Pride and business norms can compel us to shoot down perfectly good ideas simply because we didn’t think of them ourselves. Being able to get out of our own way and embrace innovation no matter where it comes from is the difference between an organization that thrives on disruption and one that succumbs to it. At the core of a networked culture is a worldview that asks, “What if?” Sometimes it asks that question about its own fundamental business assumptions, paving the way to new ideas that drive market value.
It takes time to create a new culture — sometimes it’s the work of generations. Using a mountain climbing analogy , climbers used to be constrained by the limits of their safety equipment. For example, the ropes they used were static, meaning they had no stretch in them. They did a great job of keeping you steady on low angled rock, but if you slipped off a ledge, they could severely injure your back or even slice you in half when they stopped your fall. Then, in 1964, Edelrid released the first dynamic climbing rope. Woven with polymer fibers that stretch, they soften the impact of a drop by adding a little bounce to it. If the load they are bearing is a human being who has just fallen sixty feet, the difference is between life and death. Once climbers realized that the price of falling was no longer so dire, they were willing to try harder things. That led to a cascade of other innovations, including harnesses, fixed anchors, and climbing gyms. The chain of innovations enabled the emergence of a much more venturesome climbing culture, which helped the entire industry thrive.
To become a networked organization, you must shift from a static culture that is slow, process-driven, and focused on incremental improvements, to one that is agile, resilient, adaptable, and unphased by volatility, uncertainty, complexity, or ambiguity.
There is no one-size-fits-all approach to networked management. But much like dynamic ropes, the way to ensure safety and security is with flexibility and give.
Leaders should foster an environment that:
· Is mindful of psychological safety: Chief among Maslow’s hierarchy of needs is safety and security. Be attentive to your people’s needs while recognizing that many of them are focused on building a “portfolio career,” which means they’re likely to stay in their current positions for only a short time before moving on. Create an environment that actively encourages and recognizes curiosity, creativity, and courage, even in the face of failure.
· Fosters emotional resilience: The shift from traditional organizational structures to networks has been described as the most consequential change in workplaces since the Industrial Revolution. It is as hard, if not harder, on workers than it is on their managers. Model calm and optimism.

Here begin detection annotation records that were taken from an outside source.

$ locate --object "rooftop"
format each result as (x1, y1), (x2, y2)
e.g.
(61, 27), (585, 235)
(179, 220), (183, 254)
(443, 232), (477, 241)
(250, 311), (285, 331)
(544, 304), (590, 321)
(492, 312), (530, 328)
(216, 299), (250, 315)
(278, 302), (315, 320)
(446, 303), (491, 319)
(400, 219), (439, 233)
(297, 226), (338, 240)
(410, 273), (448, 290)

· Recognizes the need for flexibility: Participate in frank, open conversations with your critics so you can understand and address their concerns.

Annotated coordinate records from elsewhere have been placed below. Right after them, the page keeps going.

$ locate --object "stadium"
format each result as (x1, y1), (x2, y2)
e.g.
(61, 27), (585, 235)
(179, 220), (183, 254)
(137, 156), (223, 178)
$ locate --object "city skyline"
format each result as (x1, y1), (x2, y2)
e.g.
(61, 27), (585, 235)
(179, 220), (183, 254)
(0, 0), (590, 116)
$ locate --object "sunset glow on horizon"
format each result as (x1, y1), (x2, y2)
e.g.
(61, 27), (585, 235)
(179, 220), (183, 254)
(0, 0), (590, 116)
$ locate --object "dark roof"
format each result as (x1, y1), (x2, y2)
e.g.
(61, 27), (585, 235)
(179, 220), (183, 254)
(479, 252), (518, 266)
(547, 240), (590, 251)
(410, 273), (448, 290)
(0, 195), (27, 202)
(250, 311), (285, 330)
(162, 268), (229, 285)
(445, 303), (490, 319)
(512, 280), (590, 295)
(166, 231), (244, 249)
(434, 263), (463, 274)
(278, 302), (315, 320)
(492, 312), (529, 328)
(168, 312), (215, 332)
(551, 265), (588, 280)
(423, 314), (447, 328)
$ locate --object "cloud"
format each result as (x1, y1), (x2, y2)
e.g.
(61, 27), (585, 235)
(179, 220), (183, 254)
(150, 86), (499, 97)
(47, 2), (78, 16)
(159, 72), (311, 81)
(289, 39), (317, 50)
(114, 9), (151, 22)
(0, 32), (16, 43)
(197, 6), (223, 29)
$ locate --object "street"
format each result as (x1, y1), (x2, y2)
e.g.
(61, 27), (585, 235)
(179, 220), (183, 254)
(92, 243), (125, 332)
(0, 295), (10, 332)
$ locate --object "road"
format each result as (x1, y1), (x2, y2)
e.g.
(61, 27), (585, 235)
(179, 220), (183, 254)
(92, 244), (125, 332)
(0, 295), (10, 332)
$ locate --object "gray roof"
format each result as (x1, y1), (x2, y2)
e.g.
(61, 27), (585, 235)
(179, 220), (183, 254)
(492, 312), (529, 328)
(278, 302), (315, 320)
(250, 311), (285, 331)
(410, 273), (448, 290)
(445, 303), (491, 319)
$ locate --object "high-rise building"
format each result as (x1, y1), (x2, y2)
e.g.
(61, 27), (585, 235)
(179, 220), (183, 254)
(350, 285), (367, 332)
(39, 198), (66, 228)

· Is open to learning: Network with your peers, visit companies in other industries, and read journals and blogs to stay up-to-date. Networked leaders must have a clear vision of what a successful networked organization looks like so they can clearly communicate it to others.
· Is digitally-connected: Establish information technology as an enabler of agility; create digital frameworks with common elements that support connected-yet-autonomous teams.
· Promotes conviction: Incentivize allies and ambassadors financially and with praise, recognition, and mentorship. Develop younger leaders who are digital natives, and thus have a better understanding of the next generation.